Set in a baroque country mansion in New England in 1954, and based on the Parker Brothers board game Cluedo (marketed as ‘Clue’ in America), the film opens with a butler, Wadsworth (Tim Curry), checking that everything is prepared for guests who will soon be arriving.
First to show up is blustery Colonel Mustard (Martin Mull), one of six people who have been summoned to the mansion by a mysterious letter. He is followed shortly by the others; black-hearted widow Mrs White (Madeline Kahn), supercilious Mrs Peacock (Eileen Brennan), sexually ambiguous civil servant Mr Green (Michael McKean), psychiatrist Professor Plum (Christopher Lloyd) and saucy Miss Scarlet (Lesley Ann Warren) – who adds to the suspense with a gravity-defying cleavage-enhancing strapless gown.

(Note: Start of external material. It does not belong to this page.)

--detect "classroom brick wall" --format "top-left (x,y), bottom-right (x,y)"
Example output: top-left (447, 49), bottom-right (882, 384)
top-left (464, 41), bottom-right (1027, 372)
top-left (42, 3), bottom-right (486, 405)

Once seated around the dinner table, the guests learn about each other and it transpires that they are all connected to Washington DC in various ways.
A seventh guest ultimately shows up at the house, the none-too-subtly named Mr Boddy (Lee Ving), an obnoxious fellow who they discover is blackmailing each of them.
Boddy gives each of them gift-wrapped presents, which when opened are revealed to match the six weapons from the original board game (knife, revolver, rope, lead piping etc).
The lights go out unexpectedly, there is a commotion, and when the lights come back on, Mr Boddy is lying dead on the carpet. Shortly thereafter it is discovered that the cook has been stabbed to death in the kitchen . . .
Every weapon is used at some point in the six murders committed during the evening and – true to the game – the large mansion has various rooms in which the murders are committed; the Library, Dining Room, Study, Conservatory, Kitchen, and so on.
Clue was released in three versions in the USA, with three different endings. Frustratingly, though, it transpired that none of the six suspects were, in fact, the killer.
Turned out it was an unknown extra party behind the dastardly deeds, so when the culprit was revealed it had no impact.
The character of the Butler was invented for the film.